A Constituição, nessa linha, consagra o mercado e a dinâmica dos agentes privados como força motriz por excelência da economia, na crença consistente de que as soluções geradas pelos agentes privados sobre o que, como e quanto produzir são as mais aptas à produção de bem-estar. Note-se que a atuação do Estado passa a ter um caráter negativo, isto é, de identificação e colocação dos limites aos agentes privados.
O Estado, nesse sentido, não exerce orientações impositivas sobre a atividade econômica, fazendo-o apena de modo indicativo (art. 174, caput). Quando ações ou operações privadas ofenderem ou ameaçarem interesses públicos relevantes como a saúde, a livre competição, a segurança, o meio ambiente, o pleno emprego, limita-se a apontar quais não serão aceitas.
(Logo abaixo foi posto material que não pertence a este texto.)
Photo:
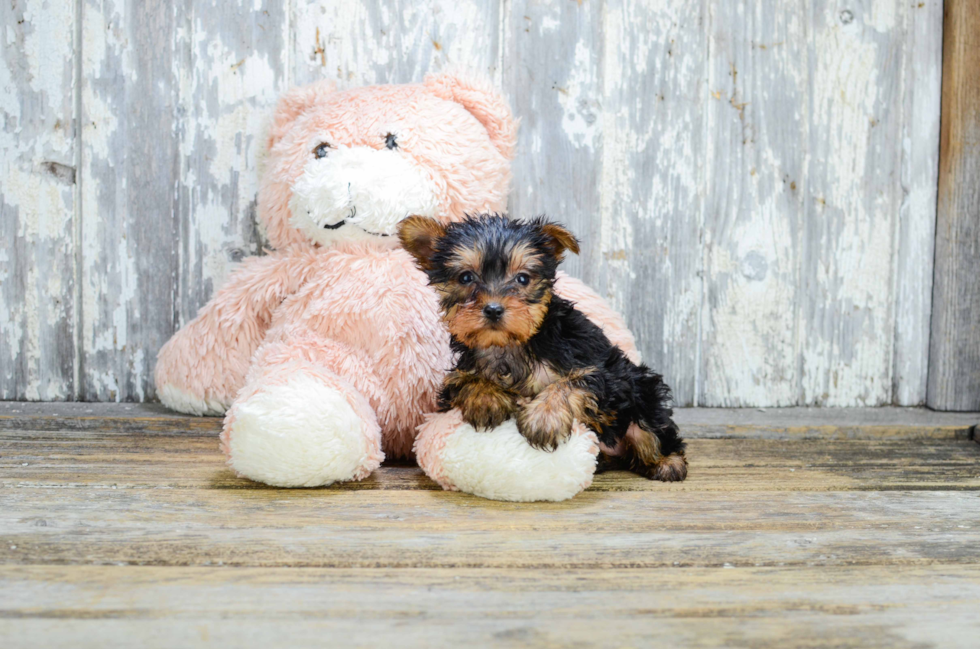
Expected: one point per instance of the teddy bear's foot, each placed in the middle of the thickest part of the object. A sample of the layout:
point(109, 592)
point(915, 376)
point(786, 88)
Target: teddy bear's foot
point(500, 464)
point(302, 427)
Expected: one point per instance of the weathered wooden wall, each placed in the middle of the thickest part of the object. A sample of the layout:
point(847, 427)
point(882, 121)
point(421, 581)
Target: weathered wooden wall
point(755, 181)
point(954, 368)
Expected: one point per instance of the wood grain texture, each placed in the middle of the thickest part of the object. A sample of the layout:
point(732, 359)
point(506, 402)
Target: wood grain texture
point(954, 380)
point(230, 67)
point(552, 69)
point(915, 247)
point(646, 240)
point(164, 460)
point(38, 196)
point(123, 534)
point(854, 117)
point(129, 171)
point(758, 69)
point(366, 42)
point(754, 181)
point(885, 423)
point(867, 606)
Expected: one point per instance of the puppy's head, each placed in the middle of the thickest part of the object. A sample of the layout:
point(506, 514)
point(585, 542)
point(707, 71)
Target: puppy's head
point(493, 275)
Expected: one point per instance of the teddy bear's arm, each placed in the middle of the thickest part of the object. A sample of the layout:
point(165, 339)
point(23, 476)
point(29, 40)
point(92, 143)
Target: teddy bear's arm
point(203, 365)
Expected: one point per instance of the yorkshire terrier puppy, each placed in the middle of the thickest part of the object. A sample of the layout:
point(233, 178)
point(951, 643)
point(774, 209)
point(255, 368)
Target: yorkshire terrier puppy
point(526, 353)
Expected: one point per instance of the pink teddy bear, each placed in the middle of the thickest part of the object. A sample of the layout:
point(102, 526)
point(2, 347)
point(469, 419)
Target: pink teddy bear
point(325, 356)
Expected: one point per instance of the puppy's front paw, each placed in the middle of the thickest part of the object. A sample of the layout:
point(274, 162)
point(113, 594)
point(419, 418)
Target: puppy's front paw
point(485, 406)
point(545, 423)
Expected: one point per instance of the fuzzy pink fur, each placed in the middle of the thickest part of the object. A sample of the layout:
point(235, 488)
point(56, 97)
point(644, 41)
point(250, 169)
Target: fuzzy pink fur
point(357, 318)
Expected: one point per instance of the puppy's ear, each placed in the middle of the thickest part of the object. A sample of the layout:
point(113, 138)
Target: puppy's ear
point(558, 239)
point(419, 235)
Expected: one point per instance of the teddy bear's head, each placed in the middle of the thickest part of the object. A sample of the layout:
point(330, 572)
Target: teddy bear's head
point(347, 166)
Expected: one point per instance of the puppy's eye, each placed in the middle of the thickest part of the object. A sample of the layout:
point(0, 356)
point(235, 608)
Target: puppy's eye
point(321, 150)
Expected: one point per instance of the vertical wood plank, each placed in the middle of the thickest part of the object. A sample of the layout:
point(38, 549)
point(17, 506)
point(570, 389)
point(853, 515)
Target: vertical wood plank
point(552, 71)
point(366, 42)
point(756, 161)
point(645, 241)
point(230, 68)
point(917, 216)
point(954, 357)
point(129, 177)
point(852, 200)
point(38, 194)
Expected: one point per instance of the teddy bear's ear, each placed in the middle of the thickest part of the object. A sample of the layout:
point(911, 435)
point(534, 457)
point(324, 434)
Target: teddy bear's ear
point(294, 103)
point(479, 97)
point(556, 237)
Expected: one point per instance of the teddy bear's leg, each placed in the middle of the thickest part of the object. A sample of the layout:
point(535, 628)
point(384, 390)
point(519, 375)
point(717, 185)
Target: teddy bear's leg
point(304, 417)
point(500, 464)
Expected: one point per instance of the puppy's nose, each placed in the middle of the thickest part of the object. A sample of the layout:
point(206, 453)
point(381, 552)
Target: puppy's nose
point(493, 311)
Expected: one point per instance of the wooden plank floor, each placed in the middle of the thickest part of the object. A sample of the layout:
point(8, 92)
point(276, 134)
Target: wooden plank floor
point(120, 526)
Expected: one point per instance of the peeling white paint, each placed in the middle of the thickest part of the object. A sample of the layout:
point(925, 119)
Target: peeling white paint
point(763, 216)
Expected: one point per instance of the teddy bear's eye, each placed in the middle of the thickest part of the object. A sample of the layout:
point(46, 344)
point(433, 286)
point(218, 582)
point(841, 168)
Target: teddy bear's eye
point(321, 150)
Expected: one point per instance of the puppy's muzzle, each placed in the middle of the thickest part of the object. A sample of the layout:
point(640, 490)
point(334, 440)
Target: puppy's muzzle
point(493, 312)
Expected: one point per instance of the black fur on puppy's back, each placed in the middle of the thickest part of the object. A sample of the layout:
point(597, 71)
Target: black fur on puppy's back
point(568, 340)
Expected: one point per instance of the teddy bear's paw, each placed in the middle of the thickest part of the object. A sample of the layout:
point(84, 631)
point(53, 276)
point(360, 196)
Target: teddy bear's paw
point(500, 464)
point(191, 404)
point(309, 430)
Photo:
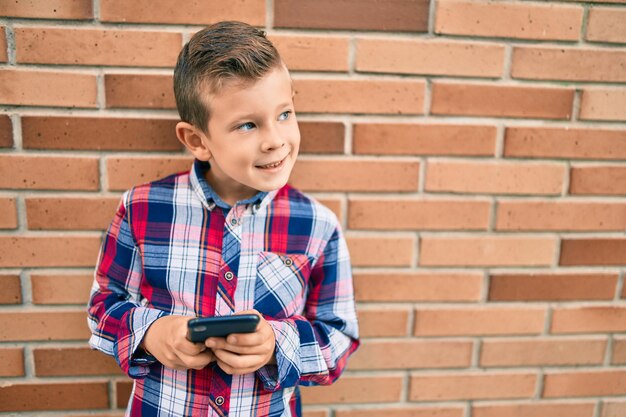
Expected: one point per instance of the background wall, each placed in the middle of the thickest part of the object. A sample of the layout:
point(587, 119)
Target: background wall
point(473, 150)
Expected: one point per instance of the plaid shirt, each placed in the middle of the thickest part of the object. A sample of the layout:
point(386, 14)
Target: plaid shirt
point(174, 247)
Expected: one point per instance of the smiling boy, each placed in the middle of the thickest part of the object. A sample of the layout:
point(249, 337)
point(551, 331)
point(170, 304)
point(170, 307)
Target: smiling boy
point(227, 237)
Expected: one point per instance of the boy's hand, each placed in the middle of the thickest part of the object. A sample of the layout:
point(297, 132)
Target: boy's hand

As orientações positivas sobre a organização da atividade privada, dentre da lei, devem partir sempre dos próprios agentes, por foça da livre-iniciativa que fundamenta e informa todo o sistema econômico.
(30 anos da Constituição Brasileira: Democracia, Direitos Fundamentais e Instituições. Organizador: José Antônio Dias Toffoli. Editora Forense, 2018, págs. 761-763)

 

III - Conclusão

 

7- Isto posto, não vislumbramos óbice à proposta de exclusão do pedágio constante nos artigos 5º-C e 5º-D da Lei nº 6.019/74. Contudo, a redação apresentada ao artigo 5º-D encontra óbices constitucionais.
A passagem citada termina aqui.